[Access to Wang masthead]

Archiving Tools Continued

Putting some ZIP in your system

From "Migration",  Access to Wang, July 1994
  [ Prior Article ]     [ Return to the Catalog of articles ]     [ Next Article ]  

Last month I compared a few archive tools and showed some of the ways they can be used. This time we can review these tools as alternative to traditional Unix commands in production use. I will use the ZIP/UNZIP tools in the examples below. Most of the methods described here will work with most of the archive tools described previously - ZIP/UNZIP, LHarc, PKZIP - and others that were not mentioned, including Gnu ZIP (gzip), ZOO, Arc, Sit, and others. I prefer ZIP to other archive tools because it has the greatest amount of support on all platforms (particularly MS-DOS) and some unique features all its own.

Copies of these and other tools are available from PC Bulletin Boards, on-line services (CompuServe, America Online, etc.), or the Internet.

Unix archiving tools

Archive tools can help you organize files, retain prior versions for future reference, and reduce the amount of disk space used by these files. The traditional Unix method for creating such archives is by using a combination of the tar and compress commands. tar ("tape archiver") combines one or more files into a single output, while compress reduces the size of a file. Since files created with tar are not compressed, the archive file is the same size as all of the files within it combined, so compress is needed to reduce the file size. In comparison, ZIP and similar tools provide archiving and, optionally, file compression within a single utility.

Archive tools like ZIP also much easier to use. Suppose you wish to create a compressed archive file and remove the original copies of the files afterwards. Using traditional Unix methods, you might enter the following commands:


tar cvf myarch *         # create myarch.tar
compress myarch.tar      # compress myarch.tar to myarch.tar.Z
rm *                     # remove the original files

To create the same archive file using ZIP, you would merely enter zip -m myarch * (translated, "move all files into myarch.zip"). The resulting ZIP file would be smaller by about 20% and it would take less time to create the archive.

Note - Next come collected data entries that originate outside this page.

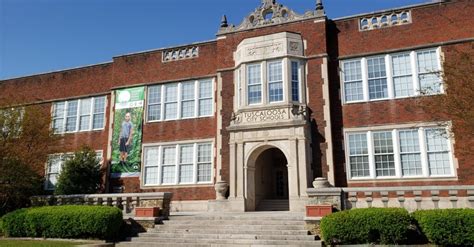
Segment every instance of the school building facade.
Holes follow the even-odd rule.
[[[255,211],[274,200],[302,211],[318,177],[356,200],[390,197],[383,188],[474,196],[474,156],[460,152],[472,140],[446,137],[413,107],[424,90],[444,93],[443,61],[473,47],[474,2],[337,19],[321,1],[311,7],[262,0],[239,25],[223,17],[213,40],[7,79],[0,92],[47,106],[64,154],[86,144],[110,171],[117,94],[143,87],[138,172],[108,174],[107,190],[172,192],[173,210]],[[46,190],[64,156],[45,166]]]

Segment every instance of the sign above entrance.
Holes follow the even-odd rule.
[[[266,122],[287,122],[289,120],[304,120],[304,109],[300,106],[280,106],[267,109],[242,110],[233,115],[233,124],[254,124]]]

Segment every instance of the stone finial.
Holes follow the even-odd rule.
[[[324,5],[322,0],[316,0],[316,14],[318,15],[325,15],[324,12]]]
[[[229,24],[227,23],[227,16],[223,15],[221,19],[221,27],[228,27]]]

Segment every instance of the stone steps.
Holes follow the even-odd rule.
[[[262,200],[257,206],[257,211],[288,211],[288,200]]]
[[[321,246],[290,212],[175,213],[116,246]]]
[[[122,242],[125,243],[125,242]],[[181,243],[181,244],[220,244],[220,245],[282,245],[282,246],[321,246],[320,241],[302,241],[302,240],[259,240],[259,239],[183,239],[183,238],[149,238],[132,239],[127,244],[138,244],[136,246],[162,246],[163,243]],[[120,246],[120,245],[116,245]],[[125,246],[125,245],[123,245]],[[126,245],[130,246],[130,245]]]
[[[277,235],[277,234],[264,234],[259,235],[260,232],[254,234],[191,234],[191,233],[144,233],[140,234],[139,238],[133,240],[146,240],[146,239],[161,239],[161,238],[183,238],[183,239],[261,239],[261,240],[315,240],[315,236],[311,235]]]

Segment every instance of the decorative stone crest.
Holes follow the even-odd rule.
[[[262,0],[260,7],[244,18],[239,26],[229,25],[227,19],[222,19],[218,34],[237,32],[257,27],[276,25],[281,23],[305,20],[325,16],[322,3],[317,2],[315,11],[307,11],[303,15],[295,13],[288,7],[279,4],[276,0]]]
[[[163,62],[195,58],[199,56],[199,47],[190,46],[163,51]]]

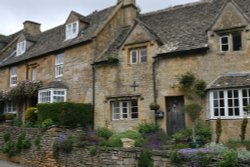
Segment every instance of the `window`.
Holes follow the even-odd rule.
[[[78,25],[78,21],[66,25],[66,40],[77,37]]]
[[[55,77],[63,76],[63,63],[64,63],[64,55],[58,54],[55,56]]]
[[[32,81],[36,81],[36,78],[37,78],[37,71],[36,71],[36,68],[32,68],[32,69],[31,69],[31,80],[32,80]]]
[[[45,89],[38,92],[38,103],[55,103],[66,101],[66,89]]]
[[[4,113],[16,113],[16,104],[13,102],[6,102],[4,104]]]
[[[130,64],[139,64],[147,62],[147,49],[137,48],[130,50]]]
[[[17,67],[10,69],[10,86],[16,86],[17,84]]]
[[[222,52],[242,50],[241,32],[232,32],[221,36],[220,50]]]
[[[26,41],[17,43],[16,56],[22,55],[26,51]]]
[[[210,118],[241,118],[250,104],[250,88],[210,91],[207,98]]]
[[[128,120],[138,118],[137,100],[111,102],[112,119]]]

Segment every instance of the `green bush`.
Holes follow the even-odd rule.
[[[38,121],[52,119],[63,126],[90,126],[93,124],[93,113],[90,104],[62,102],[38,104]]]
[[[210,125],[206,122],[199,121],[195,128],[197,140],[201,141],[202,144],[210,142],[212,138],[212,130]]]
[[[14,113],[5,114],[5,119],[6,120],[13,120],[15,117],[16,117],[16,114],[14,114]]]
[[[7,154],[8,157],[12,157],[16,155],[16,148],[15,148],[15,142],[8,141],[3,144],[2,151],[4,154]]]
[[[176,151],[176,150],[172,151],[170,153],[170,157],[169,158],[170,158],[170,161],[172,163],[175,163],[175,164],[179,164],[183,160],[181,154],[178,151]]]
[[[194,92],[198,96],[204,97],[206,95],[206,87],[207,87],[207,84],[205,81],[197,80],[195,81],[195,84],[194,84]]]
[[[135,131],[126,131],[113,135],[108,140],[108,146],[110,147],[122,147],[121,138],[129,138],[135,140],[135,146],[141,147],[144,143],[142,135]]]
[[[19,118],[17,118],[17,117],[13,119],[13,126],[21,127],[22,124],[23,124],[23,122],[22,122],[21,119],[19,119]]]
[[[138,167],[153,167],[152,153],[149,150],[144,150],[141,152]]]
[[[4,132],[4,134],[3,134],[3,141],[4,142],[10,141],[10,133],[9,132]]]
[[[72,136],[59,135],[53,144],[53,152],[58,155],[59,151],[70,153],[73,149],[74,140]]]
[[[222,133],[222,125],[221,125],[221,119],[220,118],[217,118],[217,120],[216,120],[215,132],[216,132],[216,143],[219,143],[220,136],[221,136],[221,133]]]
[[[187,141],[192,135],[192,129],[182,129],[173,134],[176,141]]]
[[[49,126],[54,125],[54,124],[55,124],[54,121],[53,121],[51,118],[48,118],[48,119],[45,119],[45,120],[41,123],[41,127],[42,127],[43,129],[46,129],[46,128],[48,128]]]
[[[218,162],[219,167],[238,167],[238,154],[234,150],[224,151],[221,155],[222,160]]]
[[[30,121],[35,123],[37,121],[37,108],[30,107],[25,111],[25,121]]]
[[[138,131],[145,135],[147,133],[156,132],[160,129],[159,125],[153,124],[153,123],[142,123],[139,124]]]
[[[195,81],[195,76],[192,72],[186,72],[179,77],[179,82],[184,89],[189,89]]]
[[[103,137],[108,140],[113,135],[113,132],[108,128],[99,128],[97,129],[97,136]]]

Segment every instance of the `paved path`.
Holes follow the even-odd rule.
[[[25,167],[25,166],[0,160],[0,167]]]

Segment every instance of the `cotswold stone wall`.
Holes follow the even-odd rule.
[[[53,143],[55,138],[60,134],[72,135],[74,138],[83,134],[83,130],[63,129],[52,127],[47,131],[41,129],[23,129],[18,127],[0,126],[0,146],[3,145],[3,134],[9,132],[11,139],[16,139],[19,134],[26,133],[26,137],[32,142],[32,147],[22,151],[15,157],[8,158],[2,152],[0,159],[14,161],[27,167],[137,167],[141,148],[106,148],[97,147],[93,151],[93,147],[74,146],[73,151],[66,155],[59,153],[57,157],[53,155]],[[40,136],[40,149],[34,145],[34,140]],[[189,167],[190,164],[172,164],[169,156],[171,150],[153,151],[153,161],[155,167]],[[215,161],[216,163],[216,161]],[[208,166],[215,166],[209,164]],[[247,164],[241,164],[247,167]]]

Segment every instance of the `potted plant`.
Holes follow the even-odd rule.
[[[157,104],[157,103],[151,103],[150,105],[149,105],[149,108],[151,109],[151,110],[159,110],[160,109],[160,105],[159,104]]]
[[[185,106],[185,112],[187,112],[190,120],[192,121],[192,143],[190,143],[191,148],[196,148],[199,143],[196,141],[195,127],[197,124],[197,119],[200,117],[202,107],[199,104],[193,103]]]

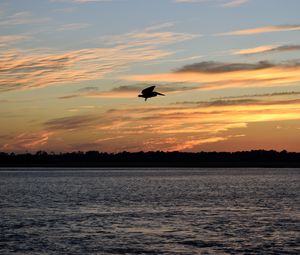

The file naming requirements of the tar and compress tools are inflexible: file names must end with .Z (upper-case Z) to be recognized by compress, and the .tar extension should be added for tar. The result is often a file name that does not fit into the file name requirements of other systems and may even exceed the 14- character limit of some Unix file systems. For example, the archive file long.program.tar.Z would be truncated on our Unix system to long.program.ta - indistinguishable from its uncompressed form long.program.tar and resulting in a duplicate file name error whenever the compress utility is used to extract it. In comparison, ZIP prefers to have a .zip extension, but any file name is acceptable; long.program.zi would work fine.

Finally, it is difficult to assess the contents of files archived using traditional Unix tools: the tared files must be uncompressed before a listing of the archive's contents can be viewed, resulting in a temporary loss of file space. ZIP files can be interrogated directly using the -l (listing) or -v (verbose listing) options of UNZIP, and these file names can in turn be passed to other programs or placed in files for other purposes. The syntax for this file listing is the same for any platform: enter unzip -l myarch.zip to view the contents of archives created in the Unix, MS-DOS, or any other environment.

Naturally, you will lose some portability to other versions of Unix if you use ZIP instead of tar and compress; that is the reason nearly all Unix files in public archives are maintained this way. ZIP files are mostly of interest if your destination is internal or one of several desktop systems, such as MS-DOS, Apple, or others.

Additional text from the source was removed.